The Canadian pavilion houses Canada's national representation during the Venice Biennale arts festivals.

== Organization and building ==

The Canadian pavilion was designed by the Italian architects BBPR and erected between 1956 and 1957. Its architecture is more modern and thereby distinct than the nearby pavilions. Inside, its rooms unfold in a spiral of open and closed spaces.

The nation has been participating in the international exhibition since 1952. The National Gallery of Canada took over the Venice selection process from the Canada Council for the Arts in 2010.

== Representation by year ==
Since 1952 Canada has been represented at every Venice Biennale.

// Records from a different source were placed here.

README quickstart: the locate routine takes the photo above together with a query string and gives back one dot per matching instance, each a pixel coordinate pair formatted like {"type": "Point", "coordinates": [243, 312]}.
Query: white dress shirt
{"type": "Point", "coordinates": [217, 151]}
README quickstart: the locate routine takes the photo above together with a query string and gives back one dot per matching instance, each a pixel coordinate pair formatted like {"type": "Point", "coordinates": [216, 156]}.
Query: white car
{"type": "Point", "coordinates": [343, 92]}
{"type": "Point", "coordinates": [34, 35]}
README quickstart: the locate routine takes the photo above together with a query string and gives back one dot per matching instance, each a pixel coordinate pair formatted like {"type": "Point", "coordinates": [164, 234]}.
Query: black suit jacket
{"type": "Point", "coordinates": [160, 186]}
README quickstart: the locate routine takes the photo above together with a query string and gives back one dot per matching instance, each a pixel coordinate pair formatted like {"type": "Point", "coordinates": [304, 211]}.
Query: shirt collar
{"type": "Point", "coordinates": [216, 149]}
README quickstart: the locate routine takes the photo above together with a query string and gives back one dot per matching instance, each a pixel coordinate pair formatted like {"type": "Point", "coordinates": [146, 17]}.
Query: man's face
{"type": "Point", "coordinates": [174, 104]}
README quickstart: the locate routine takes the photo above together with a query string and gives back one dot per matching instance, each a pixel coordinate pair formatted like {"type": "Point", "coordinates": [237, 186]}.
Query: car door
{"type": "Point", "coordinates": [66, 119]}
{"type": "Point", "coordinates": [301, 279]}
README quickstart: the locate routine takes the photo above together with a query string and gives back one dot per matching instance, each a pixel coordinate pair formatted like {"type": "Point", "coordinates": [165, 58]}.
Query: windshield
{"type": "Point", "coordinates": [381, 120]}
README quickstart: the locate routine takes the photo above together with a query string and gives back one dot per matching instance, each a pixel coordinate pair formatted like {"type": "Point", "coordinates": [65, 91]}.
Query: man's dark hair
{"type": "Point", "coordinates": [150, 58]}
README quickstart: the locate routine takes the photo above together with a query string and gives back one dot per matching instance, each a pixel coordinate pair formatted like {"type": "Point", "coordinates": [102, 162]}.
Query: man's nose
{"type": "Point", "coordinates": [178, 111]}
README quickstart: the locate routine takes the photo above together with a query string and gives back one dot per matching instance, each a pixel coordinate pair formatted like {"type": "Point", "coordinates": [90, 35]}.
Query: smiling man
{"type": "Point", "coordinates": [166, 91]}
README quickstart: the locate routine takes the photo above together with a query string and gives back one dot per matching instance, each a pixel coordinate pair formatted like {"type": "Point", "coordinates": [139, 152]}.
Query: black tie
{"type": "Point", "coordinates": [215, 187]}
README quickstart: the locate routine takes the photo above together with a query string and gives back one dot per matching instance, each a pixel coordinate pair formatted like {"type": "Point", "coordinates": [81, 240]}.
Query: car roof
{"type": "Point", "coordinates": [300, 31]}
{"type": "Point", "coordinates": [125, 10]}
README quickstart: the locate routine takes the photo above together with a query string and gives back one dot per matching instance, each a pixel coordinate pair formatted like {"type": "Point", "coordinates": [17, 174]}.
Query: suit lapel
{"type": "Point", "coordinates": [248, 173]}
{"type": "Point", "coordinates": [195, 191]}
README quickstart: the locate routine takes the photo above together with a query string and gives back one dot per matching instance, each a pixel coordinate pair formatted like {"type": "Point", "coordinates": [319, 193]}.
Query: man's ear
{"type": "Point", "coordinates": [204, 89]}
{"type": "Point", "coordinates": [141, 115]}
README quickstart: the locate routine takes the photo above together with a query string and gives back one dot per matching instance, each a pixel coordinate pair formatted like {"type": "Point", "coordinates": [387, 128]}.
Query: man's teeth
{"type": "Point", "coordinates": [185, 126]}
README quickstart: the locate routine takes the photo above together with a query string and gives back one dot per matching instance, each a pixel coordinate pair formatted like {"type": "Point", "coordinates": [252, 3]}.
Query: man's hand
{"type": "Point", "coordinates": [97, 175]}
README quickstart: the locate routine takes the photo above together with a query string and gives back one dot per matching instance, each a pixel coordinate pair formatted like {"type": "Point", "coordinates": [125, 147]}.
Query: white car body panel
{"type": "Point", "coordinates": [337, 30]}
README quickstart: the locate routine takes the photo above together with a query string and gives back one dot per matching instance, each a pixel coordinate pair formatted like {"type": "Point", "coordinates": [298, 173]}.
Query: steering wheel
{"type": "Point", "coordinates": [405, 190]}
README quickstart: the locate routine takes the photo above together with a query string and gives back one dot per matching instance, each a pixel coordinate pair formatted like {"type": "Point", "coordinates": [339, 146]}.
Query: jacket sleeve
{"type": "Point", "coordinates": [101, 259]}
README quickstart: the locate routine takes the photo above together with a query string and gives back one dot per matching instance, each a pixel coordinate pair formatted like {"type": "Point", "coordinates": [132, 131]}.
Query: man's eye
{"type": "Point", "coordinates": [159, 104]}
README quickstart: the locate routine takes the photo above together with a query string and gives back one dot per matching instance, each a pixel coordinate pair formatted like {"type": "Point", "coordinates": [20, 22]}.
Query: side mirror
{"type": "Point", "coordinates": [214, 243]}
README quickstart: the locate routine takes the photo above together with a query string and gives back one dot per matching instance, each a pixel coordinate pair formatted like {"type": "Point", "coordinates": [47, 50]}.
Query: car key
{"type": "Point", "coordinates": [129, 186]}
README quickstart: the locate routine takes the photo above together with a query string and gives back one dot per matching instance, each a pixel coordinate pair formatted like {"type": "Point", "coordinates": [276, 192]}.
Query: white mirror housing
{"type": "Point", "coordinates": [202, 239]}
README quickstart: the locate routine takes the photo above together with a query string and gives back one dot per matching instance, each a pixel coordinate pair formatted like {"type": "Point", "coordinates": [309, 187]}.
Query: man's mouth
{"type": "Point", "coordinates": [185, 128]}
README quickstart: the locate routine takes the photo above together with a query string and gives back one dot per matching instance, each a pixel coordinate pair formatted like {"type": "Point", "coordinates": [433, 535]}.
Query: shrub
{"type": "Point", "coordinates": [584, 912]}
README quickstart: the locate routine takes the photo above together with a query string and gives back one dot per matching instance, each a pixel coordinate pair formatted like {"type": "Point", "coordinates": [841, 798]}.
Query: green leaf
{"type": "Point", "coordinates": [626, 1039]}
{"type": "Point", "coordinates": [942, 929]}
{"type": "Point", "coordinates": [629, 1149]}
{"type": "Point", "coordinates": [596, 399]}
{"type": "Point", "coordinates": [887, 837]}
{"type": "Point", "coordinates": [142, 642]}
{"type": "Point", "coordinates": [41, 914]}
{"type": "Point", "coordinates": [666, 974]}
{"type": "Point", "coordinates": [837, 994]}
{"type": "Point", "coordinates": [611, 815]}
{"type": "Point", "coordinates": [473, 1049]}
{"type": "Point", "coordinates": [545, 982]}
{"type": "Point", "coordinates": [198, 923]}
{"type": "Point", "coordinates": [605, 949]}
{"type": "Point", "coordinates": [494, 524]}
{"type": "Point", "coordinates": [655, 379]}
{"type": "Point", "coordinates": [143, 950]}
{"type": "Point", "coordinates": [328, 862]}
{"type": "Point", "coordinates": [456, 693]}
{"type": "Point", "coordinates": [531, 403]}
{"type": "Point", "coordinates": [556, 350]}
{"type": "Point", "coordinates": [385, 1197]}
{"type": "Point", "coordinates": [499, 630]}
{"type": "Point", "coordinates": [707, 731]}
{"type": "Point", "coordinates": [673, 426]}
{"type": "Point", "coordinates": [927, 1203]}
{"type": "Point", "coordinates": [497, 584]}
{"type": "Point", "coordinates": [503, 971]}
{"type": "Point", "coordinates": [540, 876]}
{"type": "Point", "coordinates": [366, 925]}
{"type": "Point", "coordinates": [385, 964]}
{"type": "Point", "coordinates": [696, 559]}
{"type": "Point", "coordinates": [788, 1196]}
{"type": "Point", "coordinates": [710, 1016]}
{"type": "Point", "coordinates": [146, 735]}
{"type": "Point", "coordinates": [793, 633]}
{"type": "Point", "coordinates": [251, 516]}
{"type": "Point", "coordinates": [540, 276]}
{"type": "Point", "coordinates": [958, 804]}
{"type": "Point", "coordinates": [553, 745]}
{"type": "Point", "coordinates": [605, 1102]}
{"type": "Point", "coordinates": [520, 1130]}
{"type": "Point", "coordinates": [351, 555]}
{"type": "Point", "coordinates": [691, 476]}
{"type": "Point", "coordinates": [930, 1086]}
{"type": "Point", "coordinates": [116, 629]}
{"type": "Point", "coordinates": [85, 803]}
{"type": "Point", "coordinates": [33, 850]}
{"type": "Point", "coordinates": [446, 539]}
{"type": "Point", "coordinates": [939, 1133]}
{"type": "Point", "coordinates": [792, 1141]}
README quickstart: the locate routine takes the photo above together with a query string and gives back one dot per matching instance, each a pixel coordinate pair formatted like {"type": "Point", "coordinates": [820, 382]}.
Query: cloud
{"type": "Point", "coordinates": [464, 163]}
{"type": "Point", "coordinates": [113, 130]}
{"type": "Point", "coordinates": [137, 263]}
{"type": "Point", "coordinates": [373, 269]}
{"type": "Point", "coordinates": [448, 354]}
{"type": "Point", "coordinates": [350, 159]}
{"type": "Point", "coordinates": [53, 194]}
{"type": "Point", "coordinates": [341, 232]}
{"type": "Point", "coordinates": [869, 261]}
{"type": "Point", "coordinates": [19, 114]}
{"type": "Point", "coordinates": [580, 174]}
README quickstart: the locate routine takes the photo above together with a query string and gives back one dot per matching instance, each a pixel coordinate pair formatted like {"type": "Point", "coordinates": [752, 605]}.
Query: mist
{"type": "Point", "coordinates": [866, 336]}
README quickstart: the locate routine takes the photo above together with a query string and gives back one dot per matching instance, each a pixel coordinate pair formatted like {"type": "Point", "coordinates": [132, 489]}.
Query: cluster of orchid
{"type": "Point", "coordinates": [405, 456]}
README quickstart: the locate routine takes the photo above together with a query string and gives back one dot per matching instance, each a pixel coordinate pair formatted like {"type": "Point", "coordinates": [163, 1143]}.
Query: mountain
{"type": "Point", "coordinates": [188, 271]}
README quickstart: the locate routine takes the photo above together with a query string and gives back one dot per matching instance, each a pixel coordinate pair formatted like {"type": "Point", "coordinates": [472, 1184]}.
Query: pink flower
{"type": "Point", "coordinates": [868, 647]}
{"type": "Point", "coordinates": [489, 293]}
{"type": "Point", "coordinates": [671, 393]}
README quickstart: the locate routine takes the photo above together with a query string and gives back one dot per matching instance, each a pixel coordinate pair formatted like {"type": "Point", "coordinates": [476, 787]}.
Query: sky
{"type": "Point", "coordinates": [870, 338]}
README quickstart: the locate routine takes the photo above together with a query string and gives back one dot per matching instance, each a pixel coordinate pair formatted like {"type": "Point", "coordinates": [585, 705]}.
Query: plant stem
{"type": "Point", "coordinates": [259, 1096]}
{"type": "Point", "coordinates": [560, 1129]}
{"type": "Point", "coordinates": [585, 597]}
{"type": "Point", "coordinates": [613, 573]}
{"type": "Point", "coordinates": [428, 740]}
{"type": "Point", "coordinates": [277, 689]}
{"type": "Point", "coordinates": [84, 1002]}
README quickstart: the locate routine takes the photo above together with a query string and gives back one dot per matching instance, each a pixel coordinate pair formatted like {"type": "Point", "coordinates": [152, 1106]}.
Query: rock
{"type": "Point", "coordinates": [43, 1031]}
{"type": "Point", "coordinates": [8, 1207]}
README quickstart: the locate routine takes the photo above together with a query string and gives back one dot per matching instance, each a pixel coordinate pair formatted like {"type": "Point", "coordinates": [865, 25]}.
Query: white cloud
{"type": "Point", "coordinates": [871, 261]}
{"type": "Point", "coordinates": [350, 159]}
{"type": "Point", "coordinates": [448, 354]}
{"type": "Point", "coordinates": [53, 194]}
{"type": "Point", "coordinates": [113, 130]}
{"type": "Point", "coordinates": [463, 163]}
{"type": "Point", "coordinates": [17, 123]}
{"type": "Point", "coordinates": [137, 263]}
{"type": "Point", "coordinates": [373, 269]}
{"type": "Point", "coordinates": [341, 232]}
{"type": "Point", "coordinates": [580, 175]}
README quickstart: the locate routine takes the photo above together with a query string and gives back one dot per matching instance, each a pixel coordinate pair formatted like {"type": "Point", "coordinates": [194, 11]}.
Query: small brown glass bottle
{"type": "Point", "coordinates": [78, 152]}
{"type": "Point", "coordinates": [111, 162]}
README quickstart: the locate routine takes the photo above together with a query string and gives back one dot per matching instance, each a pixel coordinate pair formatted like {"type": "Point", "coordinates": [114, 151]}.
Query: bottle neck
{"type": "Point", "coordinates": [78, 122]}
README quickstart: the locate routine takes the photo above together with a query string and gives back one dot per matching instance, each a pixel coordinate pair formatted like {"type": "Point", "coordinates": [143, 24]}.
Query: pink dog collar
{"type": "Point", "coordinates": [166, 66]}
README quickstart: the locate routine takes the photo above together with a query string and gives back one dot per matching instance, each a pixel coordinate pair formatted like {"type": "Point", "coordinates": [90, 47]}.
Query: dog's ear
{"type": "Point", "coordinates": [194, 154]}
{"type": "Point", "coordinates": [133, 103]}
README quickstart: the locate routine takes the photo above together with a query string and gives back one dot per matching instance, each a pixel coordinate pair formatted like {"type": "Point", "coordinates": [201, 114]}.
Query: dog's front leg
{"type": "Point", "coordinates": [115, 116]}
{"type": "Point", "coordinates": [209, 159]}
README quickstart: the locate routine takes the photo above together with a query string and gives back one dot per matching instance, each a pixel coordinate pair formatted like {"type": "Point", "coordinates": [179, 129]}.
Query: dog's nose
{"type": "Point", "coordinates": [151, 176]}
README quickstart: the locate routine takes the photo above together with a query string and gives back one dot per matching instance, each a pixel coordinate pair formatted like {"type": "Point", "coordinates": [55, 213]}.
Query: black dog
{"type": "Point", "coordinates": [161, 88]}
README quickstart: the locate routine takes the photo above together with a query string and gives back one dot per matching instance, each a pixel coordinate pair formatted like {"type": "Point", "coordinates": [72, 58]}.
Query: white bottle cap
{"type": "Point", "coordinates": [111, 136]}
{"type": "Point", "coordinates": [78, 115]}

- 1952 — Emily Carr, David Milne, Goodridge Roberts, Alfred Pellan
- 1954 — B C Binning, Paul-Émile Borduas, Jean-Paul Riopelle
- 1956 — Jack Shadbolt, Louis Archambault, Harold Town
- 1958 — James Wilson Morrice, Jacques de Tonnancour, Anne Kahane, Jack Nichols
- 1960 — Edmund Alleyn, Graham Coughtry, Jean Paul Lemieux, Frances Loring, Albert Dumouchel
- 1962 — Jean-Paul Riopelle
- 1964 — Harold Town, Elza Mayhew
- 1966 — Alex Colville, Yves Gaucher, Sorel Etrog
- 1968 — Ulysse Comtois, Guido Molinari
- 1970 — Michael Snow
- 1972 — Gershon Iskowitz, Walter Redinger
- 1976 — Greg Curnoe
- 1978 — Ron Martin, Henry Saxe
- 1980 — Collin Campbell, Pierre Falardeau & Julien Poulin, General Idea, Tom Sherman, Lisa Steele
- 1982 — Paterson Ewen
- 1984 — Ian Carr-Harris, Liz Magor
- 1986 — Melvin Charney, Krzysztof Wodiczko
- 1988 — Roland Brener, Michel Goulet
- 1990 — Geneviève Cadieux
- 1993 — Robin Collyer
- 1995 — Edward Poitras (curator: Gerald McMaster)
- 1997 — Rodney Graham (curator: Loretta Yarlow)
- 1999 — Tom Dean
- 2001 — Janet Cardiff & George Bures Miller (Curator: Scott Watson)
- 2003 — Jana Sterbak
- 2005 — Rebecca Belmore (curators: Jann LM Bailey and Scott Watson)
- 2007 — David Altmejd (curator: Louise Déry)
- 2009 — Mark Lewis (curator: Barbara Fischer)
- 2011 — Steven Shearer (curator: Josée Drouin-Brisebois)
- 2013 — Shary Boyle (curator: Josée Drouin-Brisebois)
- 2015 — BGL (curator: Marie Fraser)
- 2017 — Geoffrey Farmer (curator: Kitty Scott)
- 2019 — Isuma (curators: Asinnajaq, executive director and chief curator of the Art Gallery of Alberta Catherine Crowston, senior curator of contemporary art at the National Gallery of Canada Josée Drouin-Brisebois, executive director and chief curator Art Museum at the University of Toronto Barbara Fischer and independent curator and writer Candice Hopkins.